Housing in India varies from palaces of erstwhile maharajas in Rajasthan to modern apartment buildings in big cities to tiny huts in far-flung villages. There has been tremendous growth in India’s housing sector as incomes have risen.
With modernization there is a growing number of nuclear families, in which each couple occupies its own house after marriage, in urban areas. It is still rare, albeit not impossible, amongst traditional communities for senior citizens to live alone. It is extremely rare even in urban areas for couples to live together before marriage. Some single young adults live in same-sex dormitories or in shared accommodation during college and the early working years.
The life-style in villages takes advantage of the warm weather. Many families bathe outdoors in rivers and ponds. Most of the day is spent outdoors around or near the house. Cooking is conducted outdoors in earthen stoves powered by organic fuels or in modern kerosene stoves. Water is obtained from hand-drawn wells. Men perform their ablutions in designated spots throughout the day; Visitors to villages may find residents squatting down for an afternoon card game under trees or while sitting on charpois (traditional hand-made beds) brought outside during the day. Consequently, they use their indoor space primarily to sleep, change and, in electrified homes, to watch TV.
In Chennai, houses are generally quite modernized. A basic single, or sometimes double, occupation flat in Chennai consist of Single bedroom with hall, kitchen and attached washroom. This ranges from 1BH to 5BH even 8BH. According to the survey, carried out by the census in 2011, Chennai is one of the cities in India which have very low slum population.The survey reported that as low as 10% of the slum population is present in India. Chennai is the second largest city which has very low slum population, preceded by Bangalore.

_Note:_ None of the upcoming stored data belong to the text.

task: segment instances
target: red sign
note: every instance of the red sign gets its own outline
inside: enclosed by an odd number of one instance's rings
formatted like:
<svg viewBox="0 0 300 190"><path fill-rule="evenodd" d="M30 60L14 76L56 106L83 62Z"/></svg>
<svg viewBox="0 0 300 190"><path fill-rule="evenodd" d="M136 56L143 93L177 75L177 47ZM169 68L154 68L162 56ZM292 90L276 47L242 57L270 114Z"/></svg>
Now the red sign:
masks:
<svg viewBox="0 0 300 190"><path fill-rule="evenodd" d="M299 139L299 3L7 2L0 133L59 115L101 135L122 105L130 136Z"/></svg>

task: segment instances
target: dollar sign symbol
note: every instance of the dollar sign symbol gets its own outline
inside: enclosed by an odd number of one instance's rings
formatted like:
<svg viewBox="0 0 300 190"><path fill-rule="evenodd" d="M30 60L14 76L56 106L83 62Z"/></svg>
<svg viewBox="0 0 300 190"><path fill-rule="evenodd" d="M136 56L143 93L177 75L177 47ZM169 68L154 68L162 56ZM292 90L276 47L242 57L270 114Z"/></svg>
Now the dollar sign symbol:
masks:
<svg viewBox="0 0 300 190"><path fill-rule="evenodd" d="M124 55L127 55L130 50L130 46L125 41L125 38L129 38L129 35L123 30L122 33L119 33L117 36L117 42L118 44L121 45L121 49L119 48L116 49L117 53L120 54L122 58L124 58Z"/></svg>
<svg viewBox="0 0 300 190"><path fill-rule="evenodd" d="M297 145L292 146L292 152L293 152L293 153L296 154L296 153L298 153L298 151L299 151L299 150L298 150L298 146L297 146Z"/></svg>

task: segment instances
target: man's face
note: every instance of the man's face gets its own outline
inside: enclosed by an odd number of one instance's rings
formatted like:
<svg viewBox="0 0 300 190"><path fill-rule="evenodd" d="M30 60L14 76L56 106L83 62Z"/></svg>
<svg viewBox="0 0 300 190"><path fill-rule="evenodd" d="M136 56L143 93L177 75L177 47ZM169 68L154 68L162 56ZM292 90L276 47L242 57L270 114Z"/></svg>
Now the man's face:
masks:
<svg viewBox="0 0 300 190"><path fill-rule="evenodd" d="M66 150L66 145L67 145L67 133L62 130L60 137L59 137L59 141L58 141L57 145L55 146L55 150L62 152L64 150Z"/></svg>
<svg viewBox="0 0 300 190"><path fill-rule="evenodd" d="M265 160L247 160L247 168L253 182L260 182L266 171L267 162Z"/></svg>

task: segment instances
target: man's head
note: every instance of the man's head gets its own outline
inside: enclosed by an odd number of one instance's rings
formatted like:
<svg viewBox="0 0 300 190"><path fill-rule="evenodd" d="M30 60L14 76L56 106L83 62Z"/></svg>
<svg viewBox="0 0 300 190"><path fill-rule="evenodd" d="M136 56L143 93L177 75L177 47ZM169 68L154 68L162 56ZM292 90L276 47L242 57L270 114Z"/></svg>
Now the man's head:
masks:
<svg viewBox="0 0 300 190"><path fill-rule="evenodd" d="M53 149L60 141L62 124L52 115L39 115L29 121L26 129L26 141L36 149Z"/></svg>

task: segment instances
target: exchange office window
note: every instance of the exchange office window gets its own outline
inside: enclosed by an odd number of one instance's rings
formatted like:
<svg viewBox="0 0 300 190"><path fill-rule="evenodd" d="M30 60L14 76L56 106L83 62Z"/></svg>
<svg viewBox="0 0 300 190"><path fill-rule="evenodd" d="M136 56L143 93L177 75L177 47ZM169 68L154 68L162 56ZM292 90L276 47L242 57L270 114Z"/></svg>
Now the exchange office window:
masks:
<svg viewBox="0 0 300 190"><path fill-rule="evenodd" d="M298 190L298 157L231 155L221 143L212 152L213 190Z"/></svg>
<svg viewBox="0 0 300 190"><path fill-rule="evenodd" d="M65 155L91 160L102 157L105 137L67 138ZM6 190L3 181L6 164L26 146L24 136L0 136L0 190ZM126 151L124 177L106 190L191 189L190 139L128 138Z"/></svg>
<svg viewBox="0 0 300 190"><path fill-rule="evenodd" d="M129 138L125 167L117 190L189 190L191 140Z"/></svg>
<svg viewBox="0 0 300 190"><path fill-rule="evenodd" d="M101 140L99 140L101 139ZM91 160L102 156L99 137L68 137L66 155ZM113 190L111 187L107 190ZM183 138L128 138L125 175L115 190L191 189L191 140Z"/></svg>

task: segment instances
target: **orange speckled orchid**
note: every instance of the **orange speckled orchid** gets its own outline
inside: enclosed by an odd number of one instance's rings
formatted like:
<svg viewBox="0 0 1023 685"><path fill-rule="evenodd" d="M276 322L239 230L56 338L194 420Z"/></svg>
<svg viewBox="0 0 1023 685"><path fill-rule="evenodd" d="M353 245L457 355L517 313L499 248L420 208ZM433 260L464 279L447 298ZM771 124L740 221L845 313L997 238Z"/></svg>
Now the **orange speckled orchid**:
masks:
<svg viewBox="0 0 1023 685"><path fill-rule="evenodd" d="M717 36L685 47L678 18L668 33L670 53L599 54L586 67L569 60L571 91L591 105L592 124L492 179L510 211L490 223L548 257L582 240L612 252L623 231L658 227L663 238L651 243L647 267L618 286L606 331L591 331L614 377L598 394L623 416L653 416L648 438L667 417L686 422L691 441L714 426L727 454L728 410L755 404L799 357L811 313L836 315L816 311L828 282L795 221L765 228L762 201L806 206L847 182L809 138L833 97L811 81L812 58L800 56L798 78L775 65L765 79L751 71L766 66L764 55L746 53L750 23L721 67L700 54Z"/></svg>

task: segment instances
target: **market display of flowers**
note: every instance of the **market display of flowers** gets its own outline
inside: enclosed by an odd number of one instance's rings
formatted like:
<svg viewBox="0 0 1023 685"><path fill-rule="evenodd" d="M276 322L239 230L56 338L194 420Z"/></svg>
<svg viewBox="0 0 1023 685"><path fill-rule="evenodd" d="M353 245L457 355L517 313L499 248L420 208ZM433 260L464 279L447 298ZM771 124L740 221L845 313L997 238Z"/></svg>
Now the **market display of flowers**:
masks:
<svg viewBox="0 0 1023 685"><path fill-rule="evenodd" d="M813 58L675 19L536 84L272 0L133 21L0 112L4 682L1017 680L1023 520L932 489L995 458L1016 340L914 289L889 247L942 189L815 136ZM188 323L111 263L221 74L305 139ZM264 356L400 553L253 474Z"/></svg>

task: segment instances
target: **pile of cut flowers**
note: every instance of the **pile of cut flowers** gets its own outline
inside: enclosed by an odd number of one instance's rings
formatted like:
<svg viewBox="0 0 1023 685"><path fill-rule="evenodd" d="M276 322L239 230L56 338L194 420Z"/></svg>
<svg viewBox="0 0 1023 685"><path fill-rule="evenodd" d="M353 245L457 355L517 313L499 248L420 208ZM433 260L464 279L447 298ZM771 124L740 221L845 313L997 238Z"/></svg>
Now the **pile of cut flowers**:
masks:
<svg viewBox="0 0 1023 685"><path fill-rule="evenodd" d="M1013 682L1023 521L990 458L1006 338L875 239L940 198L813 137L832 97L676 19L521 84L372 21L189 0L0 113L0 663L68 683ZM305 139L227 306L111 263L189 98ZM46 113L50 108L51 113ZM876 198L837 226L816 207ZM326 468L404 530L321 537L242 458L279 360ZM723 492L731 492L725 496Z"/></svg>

In Hyderabad, housing in modern ages in the 21st century is more modernized and developed than it has been in the past. The housing sector in Hyderabad has relatively sophisticated infrastructure. and is suitable for gated communities and villas, as well as higher-standard flats and condominiums. Hyderabad is home to several skyscrapers, including The Botanika, Lodha Belezza, etc. Many residential infrastructure companies are well-established in Hyderabad.
Mumbai experiences similar urbanisation challenges as other fast growing cities in developing countries: wide disparities in housing between the affluent, middle-income and low-income segments of the population.
Highly desirable neighborhoods such as Colaba, Malabar Hill, Marine Drive, Bandra and Juhu house professionals, industrialists,Bollywood movie stars and expatriates. Up-scale flats have 3 or more bedrooms, ocean views, tasteful interior decoration, parking forluxury cars and sleeping quarters for maids and cooks. Only a tiny fraction of people in Mumbai live in these luxury high-rises. In 2007, Mumbai condominiums were the priciest in the developing world at around US$9,000 to US$10,200 per square metre. Mumbai has more than 1,500 high rise buildings, many of which are just planned, but some already constructed or under construction.